What is the Data Driven pictures? Here and furher in this article I mean the Data Driven pictures are pictures where a pixel or a part of a picture contains data. Let’s look at the next animation. This is a vizualization in Tableau ‘War and Peace by Leo Tolstoy’ (in Russian which is original novel language) where a dot visualizes a word from the novel and the colors sympolize a number of novel’s book. There are 460k marks approx in the viz, the portrait of Leo Tolstoy and other charts contain all words from his novel.

Note: The visualization above has a half a million marks, it’s extremrly hard for Tableau Public to draw it.

This visualization is heavy and in Russian, that’s why we will look at another viz to understand how to make the data driven pictures.

The #SportsVizSunday project (see a viz below) in July 2019 was devoted to Tour De France. There was a dataset containing data about all riders from 1913 to 2018. I created a Tour De France logo which is made from dots where each dots reflects a racer in a season. The sizes of the dots mean places that the riders took it a season and colors of the dots determine a year or a season.

1. How to make dot images in Python

Now I am gonna show you how to create any text or picture with a number of dots you need. I find a link to a python code shared by@noookooon in twitter. The code by Jake Vanderplas creates words with dots.

The original code does not contain export to a file and works with text only. By default, the code uses a picture ‘Hello.png’, the picture is creating by a code part. I’ve added export to CSV, changed it slightly to download any PNG picture and removed colors from it.

To run this code, you need Python 3 with matplotlib, numpy and seaborn libraries. To work with a specific image, you need to upload it to the python directory on your computer.

The number of points in the final picture is determined by the default number (1000) in the lines:

def make_pic(N=1000, rseed=42):
X = make_pic(1000)

but you can input another one. Running the code you will have X and Y coordinates of each dot in your csv file. I would recommend connecting tableau with the csv file immediately and put X and Y as dimensions in Column and Row shelves. So you can enjoy the result. Of course, you will see the result in python but in my opinion, is not so convenient using Jupyter Notebook (I use it) because is not so clean for big number of dots.

Let’s try to  a PNG image to the points. Let’s take the official Tour de France logo.

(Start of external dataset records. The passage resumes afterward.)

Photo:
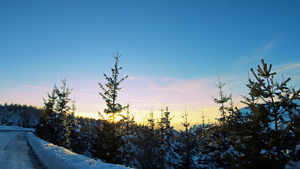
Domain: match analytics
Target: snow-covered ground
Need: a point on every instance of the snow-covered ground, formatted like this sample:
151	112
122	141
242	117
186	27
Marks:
15	128
55	157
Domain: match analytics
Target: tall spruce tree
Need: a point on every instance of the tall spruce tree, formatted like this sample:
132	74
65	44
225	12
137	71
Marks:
63	110
110	92
46	129
108	142
262	134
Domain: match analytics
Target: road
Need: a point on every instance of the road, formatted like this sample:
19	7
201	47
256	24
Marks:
15	153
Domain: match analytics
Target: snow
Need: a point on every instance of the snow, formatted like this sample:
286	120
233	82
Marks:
15	128
55	157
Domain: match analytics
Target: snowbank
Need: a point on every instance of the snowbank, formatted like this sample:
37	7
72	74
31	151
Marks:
15	128
55	157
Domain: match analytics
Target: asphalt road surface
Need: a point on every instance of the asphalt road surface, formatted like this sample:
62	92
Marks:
15	152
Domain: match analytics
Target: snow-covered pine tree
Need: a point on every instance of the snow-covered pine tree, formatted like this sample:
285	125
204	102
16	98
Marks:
46	128
110	92
106	145
266	134
74	128
63	109
188	143
169	157
221	142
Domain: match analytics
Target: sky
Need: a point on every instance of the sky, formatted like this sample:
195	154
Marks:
172	51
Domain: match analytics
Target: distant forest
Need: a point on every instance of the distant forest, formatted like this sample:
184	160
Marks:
266	134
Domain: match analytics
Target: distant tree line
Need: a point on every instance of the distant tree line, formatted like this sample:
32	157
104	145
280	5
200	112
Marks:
265	134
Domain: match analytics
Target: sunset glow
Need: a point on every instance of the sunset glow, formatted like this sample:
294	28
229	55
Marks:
171	51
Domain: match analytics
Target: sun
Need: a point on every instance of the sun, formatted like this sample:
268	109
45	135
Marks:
116	118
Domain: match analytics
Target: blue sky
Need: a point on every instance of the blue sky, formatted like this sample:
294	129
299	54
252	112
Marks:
171	50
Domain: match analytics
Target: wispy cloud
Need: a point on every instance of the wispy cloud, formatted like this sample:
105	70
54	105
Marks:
259	53
288	67
85	94
30	86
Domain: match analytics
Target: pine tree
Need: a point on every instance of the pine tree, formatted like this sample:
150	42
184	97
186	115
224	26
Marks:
169	157
110	92
46	129
108	142
263	131
63	110
188	143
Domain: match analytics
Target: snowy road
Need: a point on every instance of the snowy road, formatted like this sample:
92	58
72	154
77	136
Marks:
15	152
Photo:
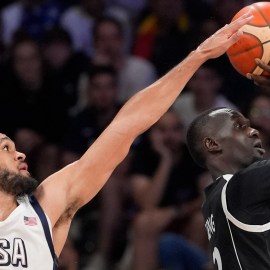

See below how the code works in Jupyter Notebook. Also the code forms a CSV file with coordinates:

When you work with colorful non-contrast pictures, you will find the end result insufficient. In this case, adjust contrast threshold, decreasing ‘1’ in string:

mask = (data[i, j] < 1)

See another example below. Here is a portrait of Che Guevara made with 1 million dots.

The original portrait

There are dot portraits in Jupyter Notebook and Tableau:

Abd the final viz:

2. Joining Dots and Data

We have learned how to create point portraits with a given number of points, now we need to combine these points with data. Look at the number of rows in the data set (or Number of Records in Tableau). If the number of points is equal to the number of rows, then you can combine (join) the data by primary keys. To do this, you can simply number the lines in the CSV file with coordinates and the data file by adding ID columns to MS EXCEL (the easiest option). By connecting these datasets through JOINs in Tableau, we get a strict correspondence of one data row to one pair of coordinates (X; Y).

Now we have a merged dataset to work with.

Tour de France Results data combined with logo coordinates (X, Y)

So, we have a dataset in which each point with coordinates X and Y has its own meaning. In our case, each dot represents one rider per season. You can encode data with the dimensions, shapes, and colors of the labels on the visualization. In the visualization below, the color represents the season / year, and the size of the circles represents the rider's position in each season's race.

The animation below shows how the distance of the year and the average speed for each rider has changed over a hundred years.

I used the same technique in the War and Peace visualization I mentioned above. Compare original and spot portraits.

Conclusion

The technique described in the article allows you to "write" data into images. It may sound strange and incomprehensible, but I like the idea that each point in the image has its own meaning or role, being a data atom, and we can control the movement of such points, creating interesting visualizations.